The museum’s permanent collection is composed of more than 13,000 pieces, also including the original core of 168 objects selected in 1925 by Walter Gropius himself.

Precisely a hundred years after its first opening in 1919, the Bauhaus makes a triumphant return to Weimar, where it was founded. The new Bauhaus Museum, designed by Heike Hanada, is a building of far-reaching ambitions. It is on the one side intended for narrating the history of the 20th century’s most important school of arts and design. At the same time, it is also bound to act as a pivot for the city’s main cultural institutions.

The museum’s permanent collection, counting more than 13,000 pieces, has grown over the years around the central core of 168 objects, collected by Walter Groupius himself in 1925, right after the Bauhaus moved to Dessau.

The topic of the inaugural exhibition – How do we want to live together? – suggests a possibile transversal reading between the works, sometimes never shown to the public, of such authors as Wilhelm Wagenfeld, Carl Jacob Jucker, Marianne Brandt, Marcel Breuer, Paul Klee, Lászlo Moholy-Nagy and Mies van der Rohe, amongst the others. The Bauhaus Museum’s bet is mainly about suggesting at the same time the specificity of the school’s topics, approaches and products, as well as their relevance today.

Heike Hanada, Bauhaus Museum, Weimar, Germany, 2019
Heike Hanada, Bauhaus Museum, Weimar, Germany, 2019

Heike Hanada’s building is a globally introverted monolith, whose interiors are structured by double and multiple heights, and by a linear staircase connecting all the levels. Visitors move up along a single line, deflect from it to access the galleries and enter it again in order to reach the rooftop terrace.

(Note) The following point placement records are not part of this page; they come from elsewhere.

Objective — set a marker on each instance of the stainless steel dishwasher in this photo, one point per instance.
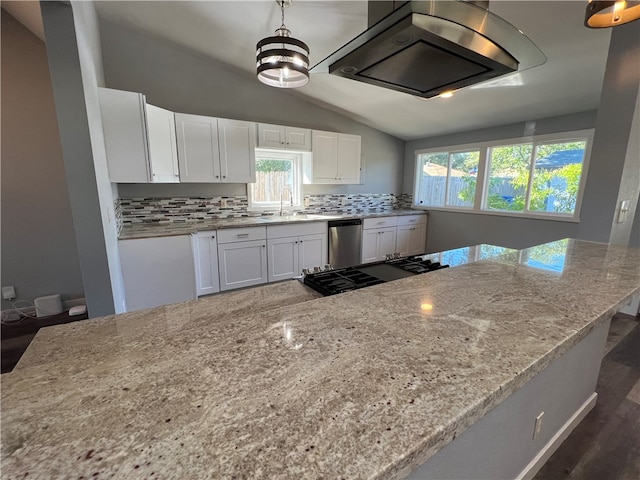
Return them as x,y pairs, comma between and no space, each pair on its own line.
345,242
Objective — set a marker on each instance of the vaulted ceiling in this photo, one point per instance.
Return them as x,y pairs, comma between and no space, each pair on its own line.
227,31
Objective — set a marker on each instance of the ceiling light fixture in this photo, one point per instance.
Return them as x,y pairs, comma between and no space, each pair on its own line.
602,14
283,61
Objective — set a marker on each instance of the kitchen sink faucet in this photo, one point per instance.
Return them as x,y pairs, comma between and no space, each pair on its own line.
287,189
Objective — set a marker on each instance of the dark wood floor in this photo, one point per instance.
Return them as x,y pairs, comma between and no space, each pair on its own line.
606,444
17,336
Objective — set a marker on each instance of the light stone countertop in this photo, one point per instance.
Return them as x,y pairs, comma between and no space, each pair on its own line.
366,384
146,230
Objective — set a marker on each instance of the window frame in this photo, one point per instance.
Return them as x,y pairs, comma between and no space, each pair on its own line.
482,177
296,159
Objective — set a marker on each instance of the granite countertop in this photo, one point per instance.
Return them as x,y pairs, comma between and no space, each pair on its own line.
366,384
145,230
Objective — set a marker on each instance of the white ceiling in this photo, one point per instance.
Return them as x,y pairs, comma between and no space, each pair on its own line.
570,81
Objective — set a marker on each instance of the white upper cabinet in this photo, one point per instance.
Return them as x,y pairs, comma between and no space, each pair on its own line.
163,150
288,138
237,150
215,150
336,158
139,138
198,151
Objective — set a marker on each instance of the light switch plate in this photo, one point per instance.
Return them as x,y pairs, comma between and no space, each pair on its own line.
8,293
623,212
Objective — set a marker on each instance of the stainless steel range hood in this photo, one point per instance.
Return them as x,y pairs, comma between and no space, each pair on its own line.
426,48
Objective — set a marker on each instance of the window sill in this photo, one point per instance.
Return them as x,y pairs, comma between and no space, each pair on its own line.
499,213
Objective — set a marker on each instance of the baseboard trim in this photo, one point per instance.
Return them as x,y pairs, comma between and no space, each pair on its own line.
561,435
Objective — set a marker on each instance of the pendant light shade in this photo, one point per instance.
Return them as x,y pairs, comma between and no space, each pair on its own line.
602,14
281,60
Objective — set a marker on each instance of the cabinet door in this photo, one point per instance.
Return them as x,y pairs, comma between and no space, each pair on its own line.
313,251
417,240
205,256
370,242
348,158
198,150
282,258
298,139
163,154
157,271
242,264
237,151
271,136
125,137
387,243
403,239
325,157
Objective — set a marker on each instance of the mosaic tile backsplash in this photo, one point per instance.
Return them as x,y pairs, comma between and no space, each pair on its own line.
189,209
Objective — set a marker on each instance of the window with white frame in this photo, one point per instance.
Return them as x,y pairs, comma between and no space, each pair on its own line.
278,181
541,177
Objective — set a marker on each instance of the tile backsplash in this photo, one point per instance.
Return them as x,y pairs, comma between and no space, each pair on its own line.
189,209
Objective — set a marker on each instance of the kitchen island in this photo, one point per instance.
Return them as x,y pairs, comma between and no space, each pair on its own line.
372,383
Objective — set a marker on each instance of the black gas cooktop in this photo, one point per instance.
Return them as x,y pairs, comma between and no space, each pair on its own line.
331,282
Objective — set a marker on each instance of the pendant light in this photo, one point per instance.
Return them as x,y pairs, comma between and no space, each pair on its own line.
282,61
602,14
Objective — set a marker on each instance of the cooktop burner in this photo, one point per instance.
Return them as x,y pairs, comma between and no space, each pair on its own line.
332,282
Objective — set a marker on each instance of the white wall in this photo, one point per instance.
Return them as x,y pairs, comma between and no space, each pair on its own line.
181,81
73,47
39,254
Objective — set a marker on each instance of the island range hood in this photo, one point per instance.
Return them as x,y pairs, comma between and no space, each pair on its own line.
426,48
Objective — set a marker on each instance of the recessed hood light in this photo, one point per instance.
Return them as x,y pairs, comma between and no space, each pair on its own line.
426,48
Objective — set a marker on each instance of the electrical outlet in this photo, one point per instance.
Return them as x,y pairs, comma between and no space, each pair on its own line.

On the outside, the museum stands as a compact block on a solid plinth: through this and other references to classicism, this architecture is overtly claiming its role as a public institution. To conclude, a sequence of horizontal light strips turns the museum into a glittering night landmark.

The Bauhaus Museum opens to the public at the same time as the restored Neues Museum, currently hosting an exhibition on modernism in the very early 20th Century – Van de Velde, Nietzsche and Modernism Around 1900.

This revitalized cultural cluster is completed by other remarkable architectures: the most notable is certainly the Haus am Horn, built by the Bauhaus in 1923, and also soon reopening to the public. It is an interesting, pioneering prototype, one where a contemporary glance can spy the seeds of both the strengths and weaknesses of what will later become the “modern house”.